Abstract
Acute pulmonary thromboembolism (PTE) can range from asymptomatic cases to severe presentations with cardiogenic shock. We report a 67-year-old male with diabetes and hypertension, presenting with progressive dyspnea and hemodynamic instability. Clinical examination revealed sinus tachycardia, right ventricular dysfunction on echocardiography, and elevated biomarkers indicative of PTE. Chest X-ray showed classic signs including Westermark's, Palla's, Fleischner's and Chang's signs, raising suspicion for PTE, which was confirmed via CT pulmonary angiogram showing extensive thrombi. The patient was treated with intravenous thrombolysis and anticoagulation, resulting in clinical improvement and normalization of imaging findings. This case underscores the diagnostic relevance of chest X-ray in emergency settings for suspected PTE.
Introduction
Pulmonary thromboembolism (PTE) is a critical medical condition with diverse clinical presentations, ranging from asymptomatic sub-segmental emboli to life-threatening events characterized by cardiogenic shock and multi-organ failure. The rapid and unpredictable onset of PTE poses significant diagnostic challenges, especially in emergency settings [1]. Although computed tomography pulmonary angiography (CTPA) is the gold standard for diagnosis, the role of chest X-ray (CXR) in suggesting PTE through specific radiographic signs should not be overlooked. Classical signs such as Westermark's sign, Palla's sign, Fleischner's sign and Chang's sign, although uncommon, may provide vital clues to prompt further diagnostic evaluation. This case highlights the diagnostic value of these CXR signs, emphasizing the importance of early imaging in suspected PTE.
Case report
A 67-year-old male with a history of diabetes and hypertension presented to the emergency department with progressive dyspnea over four days. On arrival, he exhibited signs of hemodynamic instability, including a respiratory rate of 26 breaths per minute, heart rate of 120 beats per minute, blood pressure of 90/60 mmHg, and oxygen saturation (SpO₂) of 88% on room air. Electrocardiography (ECG) revealed sinus tachycardia, inverted T waves in the precordial leads, and an S1Q3T3 pattern, which are suggestive of right ventricular strain. Given the clinical presentation, an urgent chest X-ray was performed to evaluate differential diagnoses such as pulmonary embolism (PE), pneumothorax, pneumonia, or pleural effusion.

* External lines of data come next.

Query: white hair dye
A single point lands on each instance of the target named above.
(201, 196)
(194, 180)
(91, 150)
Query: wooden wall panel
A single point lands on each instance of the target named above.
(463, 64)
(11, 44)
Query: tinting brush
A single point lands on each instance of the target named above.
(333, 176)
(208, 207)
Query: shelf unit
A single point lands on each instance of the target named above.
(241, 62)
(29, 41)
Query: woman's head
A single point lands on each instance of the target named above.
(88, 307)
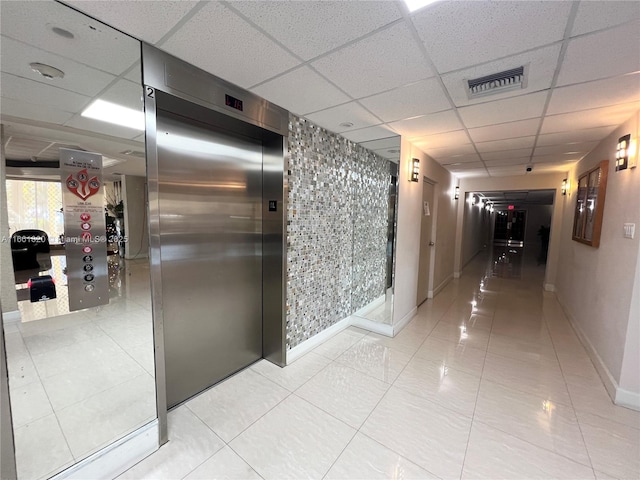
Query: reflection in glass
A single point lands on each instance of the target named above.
(380, 310)
(78, 381)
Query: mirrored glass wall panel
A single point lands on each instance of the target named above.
(79, 380)
(374, 230)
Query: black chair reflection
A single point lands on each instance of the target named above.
(25, 246)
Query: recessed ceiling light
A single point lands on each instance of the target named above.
(414, 5)
(47, 71)
(116, 114)
(62, 32)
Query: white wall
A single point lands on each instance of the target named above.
(475, 229)
(598, 286)
(136, 224)
(408, 229)
(551, 181)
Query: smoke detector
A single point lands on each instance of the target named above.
(500, 82)
(47, 71)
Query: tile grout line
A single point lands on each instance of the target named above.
(475, 407)
(566, 386)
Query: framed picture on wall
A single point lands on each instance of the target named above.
(587, 219)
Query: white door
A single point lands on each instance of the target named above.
(426, 242)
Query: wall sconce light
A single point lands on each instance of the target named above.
(622, 153)
(415, 169)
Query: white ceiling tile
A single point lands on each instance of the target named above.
(506, 144)
(409, 101)
(383, 61)
(598, 15)
(571, 149)
(311, 28)
(147, 20)
(350, 112)
(506, 154)
(506, 171)
(103, 128)
(576, 136)
(383, 143)
(442, 140)
(600, 93)
(464, 33)
(428, 124)
(597, 117)
(453, 150)
(508, 162)
(460, 159)
(466, 166)
(301, 91)
(28, 91)
(32, 111)
(520, 128)
(79, 78)
(94, 43)
(541, 63)
(602, 55)
(369, 133)
(135, 74)
(125, 93)
(232, 50)
(557, 159)
(502, 111)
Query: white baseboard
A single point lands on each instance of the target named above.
(443, 284)
(628, 399)
(404, 321)
(9, 318)
(375, 327)
(117, 458)
(371, 306)
(308, 345)
(610, 384)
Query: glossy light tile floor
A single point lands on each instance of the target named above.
(488, 381)
(79, 381)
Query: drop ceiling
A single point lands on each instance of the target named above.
(367, 63)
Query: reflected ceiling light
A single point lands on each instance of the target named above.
(62, 32)
(414, 5)
(415, 170)
(622, 153)
(116, 114)
(47, 71)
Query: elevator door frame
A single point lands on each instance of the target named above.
(171, 76)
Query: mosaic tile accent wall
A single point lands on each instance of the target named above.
(334, 184)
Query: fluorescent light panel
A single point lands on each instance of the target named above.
(414, 5)
(116, 114)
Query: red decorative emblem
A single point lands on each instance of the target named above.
(82, 186)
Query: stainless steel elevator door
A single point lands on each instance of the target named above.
(210, 206)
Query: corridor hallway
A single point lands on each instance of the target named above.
(487, 381)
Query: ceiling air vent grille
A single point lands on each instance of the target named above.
(497, 83)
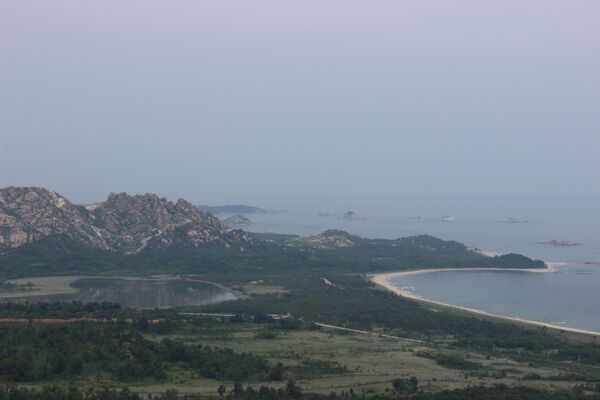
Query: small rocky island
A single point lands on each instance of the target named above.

The chest X-ray demonstrated several key findings:
Bilateral focal areas of translucency (oligemia) in the middle and lower lung zones (Westermark's sign, yellow circle in Fig. 1A) [2, 3].
Prominent right descending pulmonary artery (RDPA), also referred to as Palla's sign or Fleischner's sign (black arrow in Fig. 1A) [2–5].
Dilated RDPA with abrupt vascular cutoff, consistent with Chang's sign (white arrowhead in Fig. 1A) [6].
(A) Pre-thrombolysis chest radiograph showing: focal oligemia in the right and left lung zones (yellow circles), consistent with Westermark's sign; a prominent right descending pulmonary artery (RDPA) (black arrow), indicative of Palla's sign; and an abrupt cutoff of the dilated RDPA (white arrowhead), referred to as Chang's sign.
(B) Post-thrombolysis chest radiograph demonstrating improved visualization of the pulmonary vasculature in both lung fields and clearer delineation of the RDPA
Citation: Imaging 2025; 10.1556/1647.2024.00264
These radiographic findings (Fig. 1A) strongly raised the suspicion of an acute pulmonary thromboembolism (PTE), prompting further diagnostic evaluation with a computed tomography pulmonary angiogram (CTPA). The CTPA confirmed the diagnosis by revealing large thrombi in both the right and left pulmonary arteries, nearly occluding the lumens and extending into the segmental and sub-segmental branches (Fig. 2).
Contrast-enhanced CT pulmonary angiograms (axial view) showing thrombi within the bilateral pulmonary arteries (PA) and their segmental branches
Citation: Imaging 2025; 10.1556/1647.2024.00264
Echocardiography further supported the diagnosis, showing severe pulmonary hypertension and right ventricular (RV) dysfunction. Laboratory tests revealed elevated biomarkers, including NT-proBNP (14,437 pg mL−1), Troponin T (0.06 ng mL −1), D-dimer (8,000 ng mL −1 FEU), and a creatinine level of 1.6 mg dL−1, further corroborating the severity of the condition. These findings classified the patient as having a high-risk PE, necessitating immediate systemic thrombolysis.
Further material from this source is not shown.